# GeoPre: Geospatial Data Processing Toolkit
**GeoPre** is a Python library designed to streamline common geospatial data operations, offering a unified interface for handling raster and vector datasets. It simplifies preprocessing tasks essential for GIS analysis, machine learning workflows, and remote sensing applications.
### Key Features
- **Data Scaling**:
- Normalization (Z-Score) and Min-Max scaling for raster bands.
- Prepares data for ML models while preserving geospatial metadata.
- **CRS Management**:
- Retrieve and compare Coordinate Reference Systems (CRS) across raster (Rasterio/Xarray) and vector (GeoPandas) datasets.
- Ensure consistency between datasets with automated CRS checks.
- **Reprojection**:
- Reproject vector data (GeoDataFrames) and raster data (Rasterio/Xarray) to any target CRS.
- Supports EPSG codes, WKT, and Proj4 strings.
- **No-Data Masking**:
- Handle missing values in raster datasets (NumPy/Xarray) with flexible masking.
- Integrates seamlessly with raster metadata for error-free workflows.
- **Cloud Masking**:
- Identify and mask clouds in Sentinel-2 and Landsat imagery.
- Supports multiple methods: QA bands, scene classification layers (SCL), probability bands, and OmniCloudMask AI-based detection.
- Optionally mask cloud shadows for improved accuracy.
- **Band Stacking**:
- Stack multiple raster bands from a folder into a single multi-band raster for analysis.
- Supports automatic band detection and resampling for different resolutions.
### Supported Data Types
- **Raster**: NumPy arrays, Rasterio `DatasetReader`, Xarray `DataArray` (via rioxarray).
- **Vector**: GeoPandas `GeoDataFrame`.
### Benefits of GeoPre
- **Unified Workflow**: Eliminates boilerplate code by providing consistent functions for raster and vector data.

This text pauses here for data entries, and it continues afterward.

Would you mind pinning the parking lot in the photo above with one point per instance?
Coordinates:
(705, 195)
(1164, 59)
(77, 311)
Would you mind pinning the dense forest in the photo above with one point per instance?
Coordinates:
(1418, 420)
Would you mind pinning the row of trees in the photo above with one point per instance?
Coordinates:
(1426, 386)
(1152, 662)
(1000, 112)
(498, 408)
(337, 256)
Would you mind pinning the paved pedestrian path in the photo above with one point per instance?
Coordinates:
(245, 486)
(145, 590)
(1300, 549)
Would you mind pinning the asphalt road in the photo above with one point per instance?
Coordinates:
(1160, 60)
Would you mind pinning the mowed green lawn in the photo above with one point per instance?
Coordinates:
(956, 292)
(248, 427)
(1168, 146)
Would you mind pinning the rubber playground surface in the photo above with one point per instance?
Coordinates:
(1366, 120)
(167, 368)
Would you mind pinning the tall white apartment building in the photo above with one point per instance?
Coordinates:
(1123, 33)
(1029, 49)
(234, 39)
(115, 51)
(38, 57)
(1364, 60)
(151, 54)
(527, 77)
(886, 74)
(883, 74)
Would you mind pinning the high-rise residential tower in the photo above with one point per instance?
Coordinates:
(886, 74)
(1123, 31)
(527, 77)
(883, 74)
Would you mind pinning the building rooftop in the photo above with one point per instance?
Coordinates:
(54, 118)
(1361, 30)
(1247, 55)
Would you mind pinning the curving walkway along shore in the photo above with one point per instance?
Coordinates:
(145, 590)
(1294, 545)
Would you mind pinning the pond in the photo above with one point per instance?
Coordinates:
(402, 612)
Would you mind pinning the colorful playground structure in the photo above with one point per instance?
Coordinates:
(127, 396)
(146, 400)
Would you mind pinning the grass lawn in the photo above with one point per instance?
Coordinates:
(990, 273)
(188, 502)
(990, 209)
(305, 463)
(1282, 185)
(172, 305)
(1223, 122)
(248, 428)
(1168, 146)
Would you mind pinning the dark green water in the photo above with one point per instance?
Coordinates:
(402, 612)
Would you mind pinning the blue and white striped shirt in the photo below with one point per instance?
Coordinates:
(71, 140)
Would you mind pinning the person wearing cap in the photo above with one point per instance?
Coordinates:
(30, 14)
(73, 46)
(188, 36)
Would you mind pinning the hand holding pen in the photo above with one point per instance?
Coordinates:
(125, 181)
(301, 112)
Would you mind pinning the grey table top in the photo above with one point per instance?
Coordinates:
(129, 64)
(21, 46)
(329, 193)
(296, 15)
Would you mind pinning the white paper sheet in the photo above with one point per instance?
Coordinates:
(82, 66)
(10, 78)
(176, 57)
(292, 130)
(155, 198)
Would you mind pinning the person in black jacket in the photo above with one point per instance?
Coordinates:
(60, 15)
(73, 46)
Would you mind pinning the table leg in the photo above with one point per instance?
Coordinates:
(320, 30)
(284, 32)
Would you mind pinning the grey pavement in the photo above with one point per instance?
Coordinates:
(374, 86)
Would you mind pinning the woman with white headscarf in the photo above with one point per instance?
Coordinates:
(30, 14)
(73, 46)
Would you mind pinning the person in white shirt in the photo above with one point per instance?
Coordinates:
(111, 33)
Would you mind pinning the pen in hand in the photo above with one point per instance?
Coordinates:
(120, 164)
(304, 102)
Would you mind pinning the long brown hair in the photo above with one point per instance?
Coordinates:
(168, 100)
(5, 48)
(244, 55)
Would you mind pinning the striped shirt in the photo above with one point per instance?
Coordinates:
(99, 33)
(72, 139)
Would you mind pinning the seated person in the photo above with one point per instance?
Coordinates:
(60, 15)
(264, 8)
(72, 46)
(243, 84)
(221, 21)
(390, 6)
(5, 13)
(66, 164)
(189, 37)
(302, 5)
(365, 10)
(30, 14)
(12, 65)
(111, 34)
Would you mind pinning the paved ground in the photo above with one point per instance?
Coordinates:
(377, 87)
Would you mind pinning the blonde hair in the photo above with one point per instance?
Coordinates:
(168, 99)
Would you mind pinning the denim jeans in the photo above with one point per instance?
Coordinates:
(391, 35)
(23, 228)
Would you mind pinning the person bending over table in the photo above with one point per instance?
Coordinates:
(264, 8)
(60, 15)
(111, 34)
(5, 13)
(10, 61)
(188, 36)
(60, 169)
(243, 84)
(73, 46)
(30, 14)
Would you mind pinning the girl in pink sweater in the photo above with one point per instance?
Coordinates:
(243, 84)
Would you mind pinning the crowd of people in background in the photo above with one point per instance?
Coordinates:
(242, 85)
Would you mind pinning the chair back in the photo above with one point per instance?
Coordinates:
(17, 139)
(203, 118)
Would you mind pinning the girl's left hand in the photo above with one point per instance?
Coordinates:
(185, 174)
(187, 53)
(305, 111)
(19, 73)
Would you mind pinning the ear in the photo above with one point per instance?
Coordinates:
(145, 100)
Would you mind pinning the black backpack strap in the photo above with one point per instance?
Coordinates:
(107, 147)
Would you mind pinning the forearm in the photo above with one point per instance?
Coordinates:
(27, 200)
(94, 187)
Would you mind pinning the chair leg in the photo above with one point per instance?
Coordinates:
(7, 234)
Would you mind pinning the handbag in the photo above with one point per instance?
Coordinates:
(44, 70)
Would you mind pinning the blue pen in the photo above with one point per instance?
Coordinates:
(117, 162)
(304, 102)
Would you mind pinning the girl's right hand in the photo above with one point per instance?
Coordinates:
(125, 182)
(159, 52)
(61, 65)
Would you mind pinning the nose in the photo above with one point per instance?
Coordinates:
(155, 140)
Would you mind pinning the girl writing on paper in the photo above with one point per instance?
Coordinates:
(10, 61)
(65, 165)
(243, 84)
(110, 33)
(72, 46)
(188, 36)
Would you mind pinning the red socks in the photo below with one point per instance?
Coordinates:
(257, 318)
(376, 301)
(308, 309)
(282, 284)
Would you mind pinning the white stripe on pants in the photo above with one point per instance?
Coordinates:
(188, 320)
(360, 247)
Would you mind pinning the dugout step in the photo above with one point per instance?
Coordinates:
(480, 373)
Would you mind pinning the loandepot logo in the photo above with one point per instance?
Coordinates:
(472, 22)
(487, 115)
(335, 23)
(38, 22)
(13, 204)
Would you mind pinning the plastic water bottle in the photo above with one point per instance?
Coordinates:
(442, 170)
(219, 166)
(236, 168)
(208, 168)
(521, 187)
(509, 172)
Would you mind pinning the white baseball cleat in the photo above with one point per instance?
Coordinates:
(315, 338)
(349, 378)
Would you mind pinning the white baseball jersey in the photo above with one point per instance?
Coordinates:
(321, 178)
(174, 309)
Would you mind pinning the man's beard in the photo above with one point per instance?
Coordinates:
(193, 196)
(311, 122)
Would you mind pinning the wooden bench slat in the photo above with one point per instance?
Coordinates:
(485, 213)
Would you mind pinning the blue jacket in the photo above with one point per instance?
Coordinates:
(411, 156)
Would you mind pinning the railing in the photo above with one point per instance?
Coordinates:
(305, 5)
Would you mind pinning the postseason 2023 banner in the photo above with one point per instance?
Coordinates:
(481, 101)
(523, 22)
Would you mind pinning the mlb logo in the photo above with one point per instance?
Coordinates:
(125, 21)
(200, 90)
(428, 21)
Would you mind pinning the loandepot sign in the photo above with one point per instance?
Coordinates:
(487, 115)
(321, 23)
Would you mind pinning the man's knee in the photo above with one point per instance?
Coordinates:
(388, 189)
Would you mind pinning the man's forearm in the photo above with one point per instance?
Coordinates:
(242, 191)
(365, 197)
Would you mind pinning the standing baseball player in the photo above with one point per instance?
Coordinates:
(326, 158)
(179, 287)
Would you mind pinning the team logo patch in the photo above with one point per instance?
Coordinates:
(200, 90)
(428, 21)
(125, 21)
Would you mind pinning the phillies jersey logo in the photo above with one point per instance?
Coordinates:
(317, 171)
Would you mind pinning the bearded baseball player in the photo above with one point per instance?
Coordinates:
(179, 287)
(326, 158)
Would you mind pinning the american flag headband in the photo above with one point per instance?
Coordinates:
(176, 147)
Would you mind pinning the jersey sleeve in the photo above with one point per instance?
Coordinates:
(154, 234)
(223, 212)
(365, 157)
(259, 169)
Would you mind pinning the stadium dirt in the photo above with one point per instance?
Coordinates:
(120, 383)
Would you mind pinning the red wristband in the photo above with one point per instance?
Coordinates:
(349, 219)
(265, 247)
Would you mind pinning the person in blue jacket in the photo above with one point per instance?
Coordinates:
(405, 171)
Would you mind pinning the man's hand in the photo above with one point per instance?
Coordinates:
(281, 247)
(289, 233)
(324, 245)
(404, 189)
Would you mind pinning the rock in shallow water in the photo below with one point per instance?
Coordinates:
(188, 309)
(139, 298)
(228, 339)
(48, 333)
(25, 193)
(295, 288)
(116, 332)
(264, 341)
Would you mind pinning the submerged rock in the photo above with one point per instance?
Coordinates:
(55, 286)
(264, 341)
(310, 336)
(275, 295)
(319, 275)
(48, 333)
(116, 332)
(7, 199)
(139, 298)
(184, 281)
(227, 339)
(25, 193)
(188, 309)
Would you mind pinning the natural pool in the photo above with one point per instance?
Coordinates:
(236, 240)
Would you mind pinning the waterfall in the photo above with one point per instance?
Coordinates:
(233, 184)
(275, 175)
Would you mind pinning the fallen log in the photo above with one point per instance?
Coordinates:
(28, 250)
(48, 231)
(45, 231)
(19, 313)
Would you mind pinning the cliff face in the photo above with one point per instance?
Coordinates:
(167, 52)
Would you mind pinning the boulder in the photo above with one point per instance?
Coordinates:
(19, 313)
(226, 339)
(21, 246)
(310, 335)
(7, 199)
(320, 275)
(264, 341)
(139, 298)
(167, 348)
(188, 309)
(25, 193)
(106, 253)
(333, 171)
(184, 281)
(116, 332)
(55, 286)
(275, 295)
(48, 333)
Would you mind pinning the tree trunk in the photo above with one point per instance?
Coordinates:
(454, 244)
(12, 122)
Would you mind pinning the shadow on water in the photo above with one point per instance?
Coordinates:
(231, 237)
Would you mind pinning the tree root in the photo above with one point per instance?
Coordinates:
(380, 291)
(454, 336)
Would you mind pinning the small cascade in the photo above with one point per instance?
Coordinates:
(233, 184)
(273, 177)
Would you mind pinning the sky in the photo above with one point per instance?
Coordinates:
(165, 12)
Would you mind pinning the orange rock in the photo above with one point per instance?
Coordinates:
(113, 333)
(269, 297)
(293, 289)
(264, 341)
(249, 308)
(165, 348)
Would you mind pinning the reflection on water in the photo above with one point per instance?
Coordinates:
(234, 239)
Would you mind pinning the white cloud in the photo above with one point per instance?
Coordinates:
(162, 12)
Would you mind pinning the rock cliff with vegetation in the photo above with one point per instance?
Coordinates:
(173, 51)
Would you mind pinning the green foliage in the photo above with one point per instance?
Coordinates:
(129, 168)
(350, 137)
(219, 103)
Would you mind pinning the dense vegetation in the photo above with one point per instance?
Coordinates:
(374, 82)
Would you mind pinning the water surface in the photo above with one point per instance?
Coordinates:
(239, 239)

- **Interoperability**: Bridges gaps between GeoPandas, Rasterio, and Xarray, ensuring smooth data transitions.
- **Robust Error Handling**: Automatically detects CRS mismatches and missing metadata to prevent silent failures.
- **Efficiency**: Optimized reprojection and masking operations reduce preprocessing time for large datasets.
- **ML-Ready Outputs**: Scaling functions preserve data structure, making outputs directly usable in machine learning pipelines.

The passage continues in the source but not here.